Ce "Moïse" (paru en 1956 !) me semble fort intéressant. Dans un premier temps, A. Neher replace très soigneusement le personnage dans son contexte historique, en considérant les deux chronologies envisageables. Dans la première, Moïse se serait exilé sous le pharaon Thoutmès III (au XVème siècle avant J. C.). La seconde chronologie possible décale tout au XIIIème siècle, Ramsès II étant pharaon.
Ensuite, l'auteur étudie en détails la personnalité de Moïse, telle qu'elle ressort du livre de l'Exode: sa volonté de justice, sa soif d'absolu, ses colères, son humilité... L'apogée de son aventure spirituelle correspond évidemment à sa rencontre avec Yahwe sur le Sinaï et à la remise des Tables de la Loi. Mais Moïse a également inspiré toutes les prescriptions morales et rituelles du judaïsme. Par exemple, en souvenir de l'oppression des Hébreux en Egypte, les Juifs se doivent de respecter la dignité des pauvres et des étrangers (à ce sujet, une brève parenthèse personnelle: on souhaiterait au XXIème siècle que les Palestiniens soient traités avec plus de justice par le gouvernement Israélien !).
Naturellement, cette monographie mentionne aussi les fêtes de Pessah et du Kippour, liées à l'épopée de Moïse.

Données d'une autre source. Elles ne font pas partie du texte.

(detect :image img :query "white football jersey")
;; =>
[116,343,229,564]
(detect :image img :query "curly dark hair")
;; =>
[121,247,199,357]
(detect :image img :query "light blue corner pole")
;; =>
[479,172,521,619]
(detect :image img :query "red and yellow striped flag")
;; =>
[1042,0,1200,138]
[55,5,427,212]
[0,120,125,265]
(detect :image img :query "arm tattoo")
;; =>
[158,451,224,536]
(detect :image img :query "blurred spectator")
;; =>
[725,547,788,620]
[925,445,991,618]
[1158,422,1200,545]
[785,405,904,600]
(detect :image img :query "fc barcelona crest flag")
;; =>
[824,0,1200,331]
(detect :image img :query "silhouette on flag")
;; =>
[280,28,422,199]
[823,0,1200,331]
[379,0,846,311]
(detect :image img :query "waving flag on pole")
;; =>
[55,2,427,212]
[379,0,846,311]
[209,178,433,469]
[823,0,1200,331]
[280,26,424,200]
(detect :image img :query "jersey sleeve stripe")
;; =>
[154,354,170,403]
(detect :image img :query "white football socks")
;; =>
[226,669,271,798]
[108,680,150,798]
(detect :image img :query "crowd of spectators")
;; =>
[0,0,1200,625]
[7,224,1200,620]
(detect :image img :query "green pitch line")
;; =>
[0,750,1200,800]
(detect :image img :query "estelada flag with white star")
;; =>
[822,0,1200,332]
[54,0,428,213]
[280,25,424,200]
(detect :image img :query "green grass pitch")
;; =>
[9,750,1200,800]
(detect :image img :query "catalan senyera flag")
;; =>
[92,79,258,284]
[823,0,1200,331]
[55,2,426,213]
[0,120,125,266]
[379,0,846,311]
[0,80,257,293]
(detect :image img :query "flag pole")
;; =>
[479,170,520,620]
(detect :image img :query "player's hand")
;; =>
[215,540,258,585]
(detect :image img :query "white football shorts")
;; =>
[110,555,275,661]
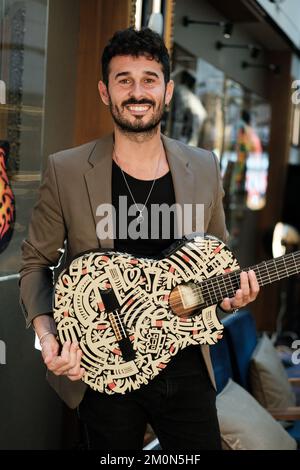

Et bien d'autres considérations intéressantes, dans lesquelles je n'entrerai pas ici.
Une dernière remarque: André Neher jette un éclairage assez surprenant (mais au fond conforme à l'esprit du XXème siècle) sur la condition des Hébreux en Egypte. Ceux-ci sont décrits comme des "prolétaires" et le gouvernement du pharaon est assimilé à un régime totalitaire, coupable de génocide. Ce type d'analyse, moderne, modifie la lecture traditionnelle du livre de l'Exode.